I’m not interested in creating a perfect object— if what defines an object is our
removal from it. Instead, I’m searching for gestural links that emphasize what we
share with the non-human world, how we are related not only to animals, but to trees,
for instance. The awareness of our relatedness has ethical implications as we
recognize that we, ourselves, are not masters set apart from everything else, but living
communities of different organisms affected even by the inanimate world. I want my
art to materialize a personal environment in which the suggestively biomorphic
volumes of my sculptures engage the viewer— so tactile apprehension leads to
recognition, to contemplation, and to moments of exhilaration. If I’m not making art
with some awareness of what is at stake in our time, I wouldn’t want to be an artist.
Ashwini Bhat, 2020
Ashwini Bhat, an artist based in Petaluma, California, holds an M.A degree in literature and an
earlier career in classical Indian dance. She studied ceramics with American expatriate Ray Meeker in
Pondicherry, India.
Bhat’s work explores the deep relationship between the human and non-human, between the
constructed and the inherent. She often introduces radical but somehow familiar forms to suggest
the complex connection between the sculptural and the human body.

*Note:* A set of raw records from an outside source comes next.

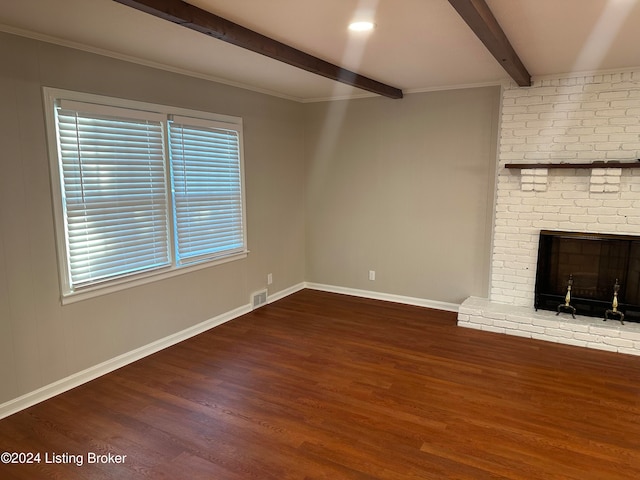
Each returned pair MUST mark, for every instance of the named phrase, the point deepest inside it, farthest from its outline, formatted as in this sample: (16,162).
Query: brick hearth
(568,119)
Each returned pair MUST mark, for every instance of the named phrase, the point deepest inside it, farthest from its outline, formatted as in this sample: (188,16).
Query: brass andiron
(614,305)
(566,306)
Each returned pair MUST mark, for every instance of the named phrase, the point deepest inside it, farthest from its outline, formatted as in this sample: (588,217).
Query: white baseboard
(91,373)
(48,391)
(420,302)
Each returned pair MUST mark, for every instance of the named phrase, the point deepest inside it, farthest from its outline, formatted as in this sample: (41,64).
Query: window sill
(143,279)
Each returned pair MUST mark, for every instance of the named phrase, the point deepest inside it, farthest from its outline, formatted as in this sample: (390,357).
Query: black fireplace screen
(594,262)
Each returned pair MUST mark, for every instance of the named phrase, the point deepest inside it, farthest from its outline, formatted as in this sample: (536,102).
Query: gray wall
(405,188)
(333,190)
(42,341)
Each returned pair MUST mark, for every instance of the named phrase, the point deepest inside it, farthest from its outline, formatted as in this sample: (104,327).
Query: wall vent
(258,299)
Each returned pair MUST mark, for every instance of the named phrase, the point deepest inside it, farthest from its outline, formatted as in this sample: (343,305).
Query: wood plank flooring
(327,386)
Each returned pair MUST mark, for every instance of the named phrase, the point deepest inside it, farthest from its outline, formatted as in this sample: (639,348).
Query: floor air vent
(258,299)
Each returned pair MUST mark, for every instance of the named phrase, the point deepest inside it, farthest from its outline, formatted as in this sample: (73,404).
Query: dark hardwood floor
(326,386)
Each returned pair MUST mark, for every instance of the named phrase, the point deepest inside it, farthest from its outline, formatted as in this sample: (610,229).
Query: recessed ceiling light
(361,26)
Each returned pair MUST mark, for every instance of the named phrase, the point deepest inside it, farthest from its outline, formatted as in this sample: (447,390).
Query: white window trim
(53,95)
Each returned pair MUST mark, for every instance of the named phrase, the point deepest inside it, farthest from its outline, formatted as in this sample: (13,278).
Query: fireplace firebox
(594,263)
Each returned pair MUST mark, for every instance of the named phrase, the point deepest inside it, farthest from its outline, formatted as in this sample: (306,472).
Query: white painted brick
(585,337)
(602,346)
(490,328)
(618,342)
(630,335)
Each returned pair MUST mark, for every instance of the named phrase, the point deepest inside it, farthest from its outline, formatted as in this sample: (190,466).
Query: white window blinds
(114,194)
(205,166)
(141,189)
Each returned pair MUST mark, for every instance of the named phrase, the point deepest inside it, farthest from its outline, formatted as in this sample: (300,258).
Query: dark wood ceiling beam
(481,20)
(195,18)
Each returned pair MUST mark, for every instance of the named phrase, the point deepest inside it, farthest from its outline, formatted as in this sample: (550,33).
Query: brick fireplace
(576,119)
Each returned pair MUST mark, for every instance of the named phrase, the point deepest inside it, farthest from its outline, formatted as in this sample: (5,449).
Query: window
(141,190)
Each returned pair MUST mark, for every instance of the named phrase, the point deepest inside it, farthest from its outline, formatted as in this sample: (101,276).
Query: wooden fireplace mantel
(594,164)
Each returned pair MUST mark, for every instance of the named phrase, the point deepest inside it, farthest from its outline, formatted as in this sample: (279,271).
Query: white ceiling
(418,45)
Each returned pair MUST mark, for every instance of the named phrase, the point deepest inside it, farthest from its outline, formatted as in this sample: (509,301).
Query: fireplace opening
(593,262)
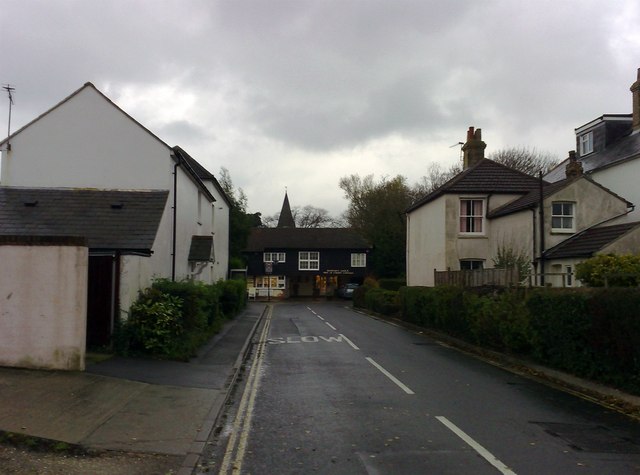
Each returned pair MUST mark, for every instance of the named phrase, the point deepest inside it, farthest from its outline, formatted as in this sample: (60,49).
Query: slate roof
(589,241)
(201,249)
(201,172)
(627,148)
(285,220)
(110,219)
(486,176)
(531,199)
(315,239)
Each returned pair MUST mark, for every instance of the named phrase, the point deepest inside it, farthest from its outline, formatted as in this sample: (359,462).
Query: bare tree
(526,160)
(307,217)
(436,177)
(523,159)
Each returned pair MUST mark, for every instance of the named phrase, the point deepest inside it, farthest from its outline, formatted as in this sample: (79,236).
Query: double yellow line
(237,446)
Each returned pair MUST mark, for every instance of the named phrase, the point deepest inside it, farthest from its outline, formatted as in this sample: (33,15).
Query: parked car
(346,291)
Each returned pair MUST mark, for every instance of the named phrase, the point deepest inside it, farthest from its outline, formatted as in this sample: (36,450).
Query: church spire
(286,217)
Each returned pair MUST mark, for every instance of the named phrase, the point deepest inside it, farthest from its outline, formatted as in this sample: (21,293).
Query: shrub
(155,324)
(173,319)
(611,270)
(384,302)
(233,296)
(392,284)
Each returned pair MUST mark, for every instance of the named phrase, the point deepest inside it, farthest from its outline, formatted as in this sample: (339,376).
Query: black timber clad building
(286,261)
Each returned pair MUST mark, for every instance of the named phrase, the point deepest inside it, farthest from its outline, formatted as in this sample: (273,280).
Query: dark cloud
(292,81)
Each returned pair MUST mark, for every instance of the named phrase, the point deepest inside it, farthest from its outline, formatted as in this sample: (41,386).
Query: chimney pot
(574,167)
(473,149)
(635,92)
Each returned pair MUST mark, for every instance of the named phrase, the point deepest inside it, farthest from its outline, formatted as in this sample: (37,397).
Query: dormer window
(562,217)
(586,143)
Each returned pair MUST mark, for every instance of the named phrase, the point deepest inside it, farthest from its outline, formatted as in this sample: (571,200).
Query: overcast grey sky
(299,93)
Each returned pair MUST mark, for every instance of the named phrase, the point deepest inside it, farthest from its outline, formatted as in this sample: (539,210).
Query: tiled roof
(304,238)
(627,148)
(589,241)
(201,249)
(531,199)
(486,176)
(109,219)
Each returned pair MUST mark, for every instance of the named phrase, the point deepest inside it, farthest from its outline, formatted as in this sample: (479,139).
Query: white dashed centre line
(484,453)
(390,376)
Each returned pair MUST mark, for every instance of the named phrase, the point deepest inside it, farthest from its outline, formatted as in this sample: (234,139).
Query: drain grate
(589,438)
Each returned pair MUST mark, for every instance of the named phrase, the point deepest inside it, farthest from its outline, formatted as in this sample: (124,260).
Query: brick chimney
(574,167)
(635,91)
(473,149)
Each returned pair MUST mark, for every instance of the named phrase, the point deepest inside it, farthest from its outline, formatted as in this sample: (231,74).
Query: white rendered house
(87,141)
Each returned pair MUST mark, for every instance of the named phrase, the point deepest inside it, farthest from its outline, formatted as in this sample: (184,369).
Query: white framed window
(270,281)
(562,217)
(358,259)
(308,260)
(471,264)
(471,216)
(586,143)
(274,257)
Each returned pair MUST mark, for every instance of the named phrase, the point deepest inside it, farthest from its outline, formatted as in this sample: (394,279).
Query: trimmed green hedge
(173,320)
(592,333)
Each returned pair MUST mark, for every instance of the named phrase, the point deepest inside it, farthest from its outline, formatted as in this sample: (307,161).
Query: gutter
(175,215)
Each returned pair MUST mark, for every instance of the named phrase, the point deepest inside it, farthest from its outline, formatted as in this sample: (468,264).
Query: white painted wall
(426,245)
(221,213)
(43,314)
(622,179)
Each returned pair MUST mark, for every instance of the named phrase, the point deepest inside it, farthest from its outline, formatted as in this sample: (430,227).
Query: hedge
(592,333)
(173,320)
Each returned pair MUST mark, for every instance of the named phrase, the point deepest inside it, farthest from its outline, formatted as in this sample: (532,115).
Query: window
(273,282)
(274,257)
(586,144)
(308,260)
(471,264)
(562,217)
(358,259)
(471,216)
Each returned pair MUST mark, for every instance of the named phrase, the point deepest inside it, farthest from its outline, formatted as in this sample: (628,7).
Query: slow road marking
(484,453)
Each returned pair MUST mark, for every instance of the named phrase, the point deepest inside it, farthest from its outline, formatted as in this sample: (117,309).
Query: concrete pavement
(129,404)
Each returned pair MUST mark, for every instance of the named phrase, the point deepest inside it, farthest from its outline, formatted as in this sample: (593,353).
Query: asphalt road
(331,391)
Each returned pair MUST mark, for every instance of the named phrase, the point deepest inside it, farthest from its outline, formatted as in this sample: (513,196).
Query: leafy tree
(509,256)
(610,270)
(240,222)
(377,211)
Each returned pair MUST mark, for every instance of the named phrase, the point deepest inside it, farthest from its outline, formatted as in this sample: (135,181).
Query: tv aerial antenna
(9,88)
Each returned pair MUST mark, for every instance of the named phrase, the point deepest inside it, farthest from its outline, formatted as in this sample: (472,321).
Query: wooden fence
(477,278)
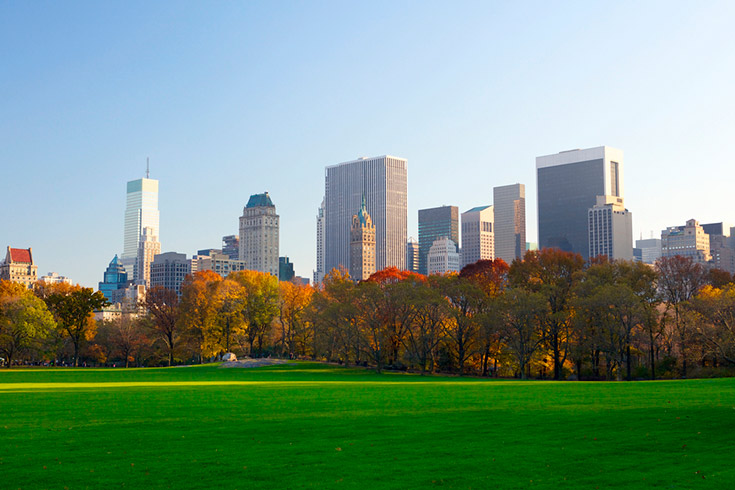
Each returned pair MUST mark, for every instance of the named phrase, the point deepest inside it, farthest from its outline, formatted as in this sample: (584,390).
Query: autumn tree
(199,308)
(73,307)
(24,320)
(162,305)
(553,274)
(522,313)
(260,306)
(680,279)
(295,327)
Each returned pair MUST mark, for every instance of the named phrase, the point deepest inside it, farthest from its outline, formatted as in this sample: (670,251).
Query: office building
(435,223)
(610,229)
(141,211)
(382,180)
(168,270)
(412,255)
(647,250)
(478,237)
(216,261)
(19,267)
(689,240)
(231,246)
(114,278)
(509,210)
(362,245)
(319,272)
(285,269)
(55,278)
(443,256)
(259,225)
(148,247)
(568,185)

Her work has been exhibited nationally & internationally in, among others, The Lacoste/Keane
Gallery, Cavin-Morris Gallery, Cohen Gallery/Brown University, the American Jazz Museum, the
Newport Art Museum; Shigaraki Ceramic Cultural Park (Japan) India Art Fair (India), FuLe
International Ceramic Art Museum (China); Woodfire Tasmania (Australia). Her sculpture also has
been widely reviewed and featured in Brooklyn Rail (USA), Lana Turner: a Journal of Poetry and Opinion
(USA), Riot Material (USA), Ceramic Art and Perception (USA/Australia),, Ceramics Ireland (Ireland), New
Ceramics (Germany), Caliban (USA), Crafts Arts International (Australia), The Studio Potter (USA),
Logbook (Ireland), and Ceramics Monthly (USA).